A tangent to the ellipse $x^2 + 4y^2 = 4$ meets the ellipse $x^2 + 2y^2 = 6$ at P and Q. Prove that tangents at $P$ and $Q$ of ellipse $x^2 + 2y^2 = 6$ are perpendicular to each other.
Let $E_1: \frac{x^2}{4} + \frac{y^2}{1} = 1$ and $E_2: \frac{x^2}{6} + \frac{y^2}{3} = 1$ be the equation of the ellipses.
Let $R(h, k)$ be the point of tangent on $E_1$
Then let $L_1: y – k = m(x – h)$ be a line passing through two points $P$ and $Q$ on the outer ellipse. This line is tangential to $E_1$ at $R$.
To find the slope of the tangent at $R$ we take the derivative of $E_1$ at $R$.
$$m = \frac{-h}{4k}$$
$$y – k = \frac{-h}{4k}(x – h)$$
$$ h^2 + 4k^2 = 4ky + hx \tag{1}$$
We know that $R(h, k)$ satisfies $E_1$. Hence, $$h^2 + 4k^2 = 4 \tag{2}$$
$(1)$ and $(2)$ implies,
$$4ky + hx = 4 \tag{3}$$
$(3)$ is the equation of the tangent to $E_1$ at $R$.
I don't know how to proceed further.
I can think of various approaches, but can't work it out.

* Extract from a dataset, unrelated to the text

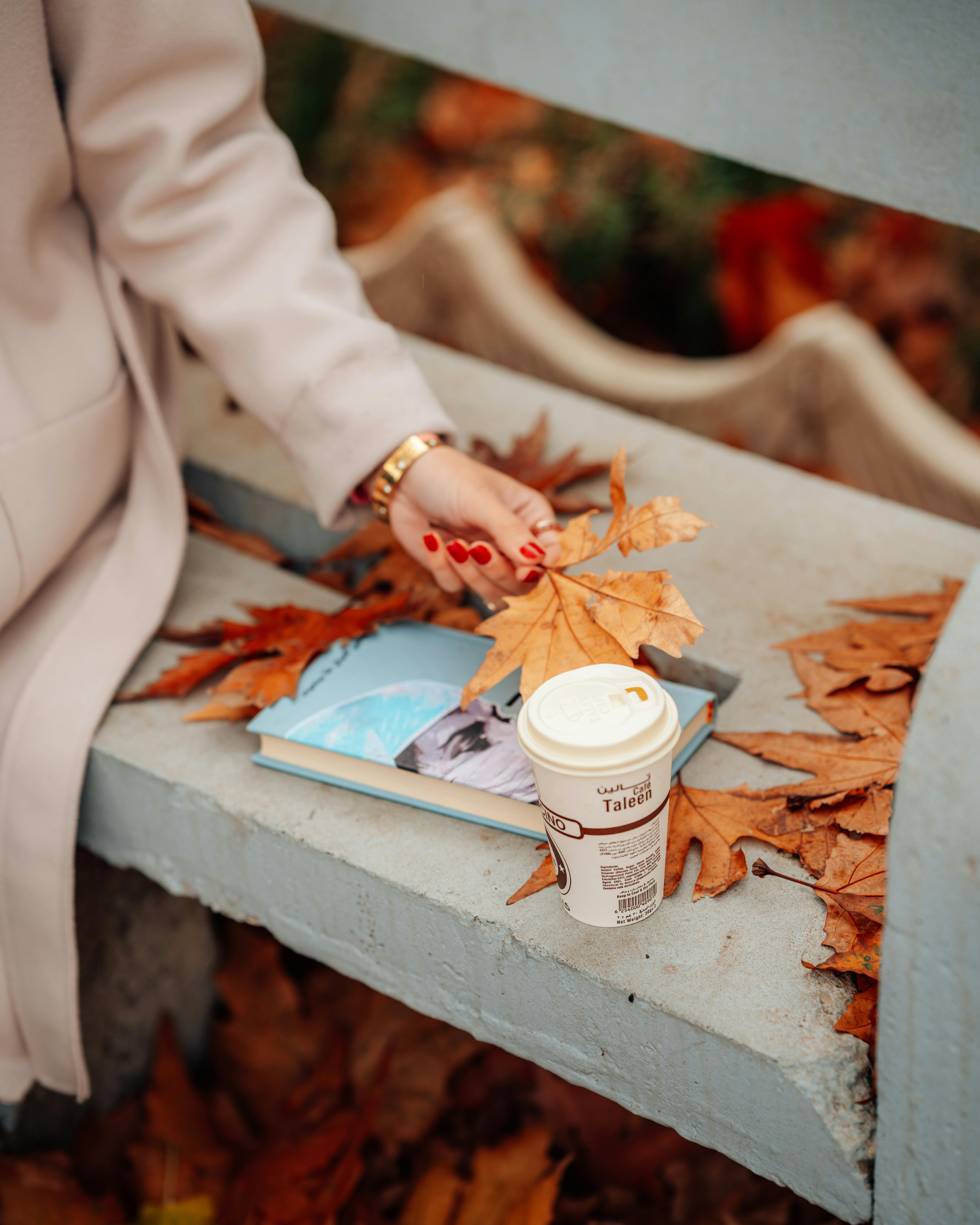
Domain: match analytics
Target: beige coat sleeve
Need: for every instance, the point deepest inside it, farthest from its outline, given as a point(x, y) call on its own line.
point(200, 203)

- Proving that the point of intersection of the two tangents lies on a circle of diameter $PQ$. (We know that angle in a semicircle is $90$ degrees).

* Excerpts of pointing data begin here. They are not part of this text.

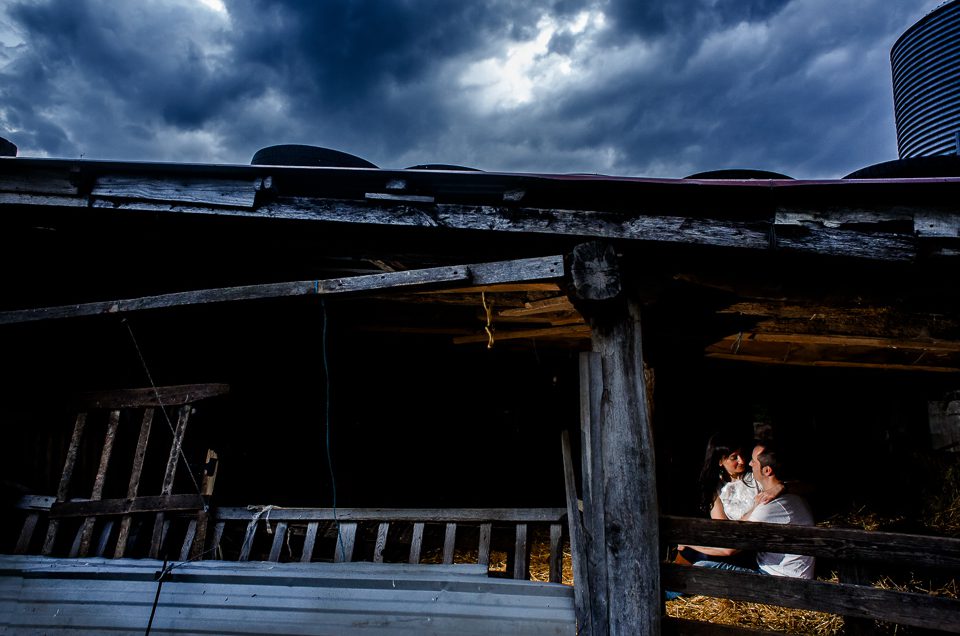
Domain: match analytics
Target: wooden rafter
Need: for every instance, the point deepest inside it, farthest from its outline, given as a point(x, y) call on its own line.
point(483, 274)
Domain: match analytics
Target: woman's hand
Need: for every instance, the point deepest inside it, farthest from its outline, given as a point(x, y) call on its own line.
point(768, 495)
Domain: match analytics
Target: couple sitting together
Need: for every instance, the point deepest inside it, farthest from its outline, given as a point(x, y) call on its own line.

- We can prove that product of slopes of the two tangents to $E_2$ is $-1$.
Best Answer
It is well known that the locus of points where two perpendicular tangent to the ellipse cross each other is a circle, called the director circle of the ellipse, whose radius is $r=\sqrt{a^2+b^2}=3$ in our case.
We can then revert the proof: taken any point $(h,k)$ on the director circle (hence $h^2+k^2=9$), its chord of contact $PQ$ to ellipse $E_2$ has the simple equation $$ {hx\over6}+{ky\over3}=1 $$ and it then suffices to show that this line is tangent to ellipse $E_1$ for all values of $(h,k)$. In fact, substituting $y$ from the above equation into the equation of $E_1$ yields the resolvent equation $$ \left({3\over2}x-h\right)^2=0 $$ with a single solution $x=2/3 h$. That completes the proof.